My family first started a group text with members from across the country. It’s now developed into a once a month Zoom conversation, and it’s allowed us to learn about other family members. It’s really about staying connected, even though we are miles apart.

Any examples of being inventive to keep engaged and active?
To stay creative, when the country was in full quarantine, I was able to turn to still photography. I turned my living room into a tabletop studio and every day of lockdown I took photos of products and food. I would devote the entire day to planning and conceiving a photographic style.

Has your streaming diet been inspiring, scary, weepy, or just pure escapism?
There has been plenty of opportunity for a steady diet of streaming from watching the complete Ken Burns series on Vietnam, all 18 hours, and the complete series of The Crown. But I’ve had a chance to watch narrative films like Da 5 Bloods and Dolemite is My Name. For sports, I watched The Last Dance about the Michael Jordan-era Bulls teams, and Formula 1 the series. And, for a silly comedy, the Trailer Park Boys series.
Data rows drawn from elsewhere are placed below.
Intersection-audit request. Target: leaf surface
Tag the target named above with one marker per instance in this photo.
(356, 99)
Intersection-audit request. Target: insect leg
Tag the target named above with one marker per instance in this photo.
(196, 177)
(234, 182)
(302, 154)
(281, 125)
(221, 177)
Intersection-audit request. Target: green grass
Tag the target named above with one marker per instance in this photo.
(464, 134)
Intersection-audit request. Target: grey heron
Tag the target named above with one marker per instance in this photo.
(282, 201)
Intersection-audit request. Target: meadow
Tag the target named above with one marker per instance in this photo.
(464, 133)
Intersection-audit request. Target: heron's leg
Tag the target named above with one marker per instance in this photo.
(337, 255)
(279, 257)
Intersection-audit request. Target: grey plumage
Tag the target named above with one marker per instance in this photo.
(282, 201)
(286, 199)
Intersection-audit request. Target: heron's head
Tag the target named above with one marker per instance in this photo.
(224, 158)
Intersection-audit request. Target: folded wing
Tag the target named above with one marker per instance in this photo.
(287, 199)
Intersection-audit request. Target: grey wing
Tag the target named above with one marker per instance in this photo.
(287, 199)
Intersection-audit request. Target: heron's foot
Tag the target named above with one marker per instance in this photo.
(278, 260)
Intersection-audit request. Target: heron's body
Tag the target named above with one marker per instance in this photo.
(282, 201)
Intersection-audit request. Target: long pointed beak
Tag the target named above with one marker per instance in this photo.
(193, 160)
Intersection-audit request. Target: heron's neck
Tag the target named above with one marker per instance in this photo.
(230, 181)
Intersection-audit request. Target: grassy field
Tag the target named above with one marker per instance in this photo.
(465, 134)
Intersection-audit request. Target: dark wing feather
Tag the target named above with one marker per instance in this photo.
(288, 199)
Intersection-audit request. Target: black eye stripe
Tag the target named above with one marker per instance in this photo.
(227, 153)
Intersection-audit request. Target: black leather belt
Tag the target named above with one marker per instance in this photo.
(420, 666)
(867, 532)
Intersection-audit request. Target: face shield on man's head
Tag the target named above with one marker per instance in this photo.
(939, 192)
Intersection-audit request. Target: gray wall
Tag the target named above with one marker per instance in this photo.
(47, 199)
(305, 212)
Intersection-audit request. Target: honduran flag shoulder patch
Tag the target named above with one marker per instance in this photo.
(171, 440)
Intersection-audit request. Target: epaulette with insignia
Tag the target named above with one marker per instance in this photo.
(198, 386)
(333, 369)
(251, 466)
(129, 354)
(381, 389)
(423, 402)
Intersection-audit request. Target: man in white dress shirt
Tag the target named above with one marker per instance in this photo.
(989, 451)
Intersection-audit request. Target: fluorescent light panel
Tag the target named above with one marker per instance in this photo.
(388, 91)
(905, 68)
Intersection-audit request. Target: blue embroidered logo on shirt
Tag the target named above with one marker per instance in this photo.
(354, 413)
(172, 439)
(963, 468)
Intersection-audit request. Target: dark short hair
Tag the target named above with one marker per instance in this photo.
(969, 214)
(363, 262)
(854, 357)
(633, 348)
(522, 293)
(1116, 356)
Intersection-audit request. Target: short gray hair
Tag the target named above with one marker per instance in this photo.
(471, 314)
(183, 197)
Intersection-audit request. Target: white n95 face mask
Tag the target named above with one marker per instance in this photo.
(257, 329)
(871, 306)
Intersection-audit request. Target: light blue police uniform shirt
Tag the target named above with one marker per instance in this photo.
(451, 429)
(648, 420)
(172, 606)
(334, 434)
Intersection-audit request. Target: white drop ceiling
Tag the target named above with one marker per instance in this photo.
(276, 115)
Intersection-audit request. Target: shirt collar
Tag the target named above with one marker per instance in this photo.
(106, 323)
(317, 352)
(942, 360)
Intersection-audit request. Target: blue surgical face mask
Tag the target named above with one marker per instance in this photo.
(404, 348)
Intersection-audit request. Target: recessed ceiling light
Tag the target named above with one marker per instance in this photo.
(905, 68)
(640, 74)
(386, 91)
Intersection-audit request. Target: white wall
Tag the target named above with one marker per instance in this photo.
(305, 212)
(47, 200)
What music is at the top of your COVID playlist?
I’m a Spotify listener and during the quarantine, I’ve had R&B and House music on heavy rotation.

What charities have you become involved in? And why did you choose?
My neighbor is on the Community Board and I helped with planting flowers and have shown support of the essential workers by lacing all 15 of our neighborhood trees with blue ribbons.

How many books have you read? What are your favorites and why?
I was able to revisit my library, but I also purchased some new books. They include Gordon Park’s complete five-book series, the complete works of Caravaggio. Through a Different Lens, which is a collection of Stanley Kubrick photographs, and Color Correction by Ernest Hass. Most recently, I got Black is Beautiful, by photographer Kwame Brathwaite, who was a key figure in the Harlem Renaissance of the 1950s and ’60s and whose work remains fully current. My goal with most of these books was to study different artists who use the frame to create a sense of story.

Once the restrictions are lifted, what is the first thing you want to do?
Go to an art museum and a bar!

What is the one thing you miss most about being on a Film/TV set?
It takes a team and collaboration with others.

How has the Union been able to help you through these tough times?
The Hardship Fund has been an important bridge for me during these troubled times, allowing for some financial continuity until production ramps back up – hopefully very soon!

How do you think your outlook on life will change post-COVID?
Considering I have a friend who was a community organizer and has succumbed to COVID, every day is an opportunity to be creative, and to share love with family and friends.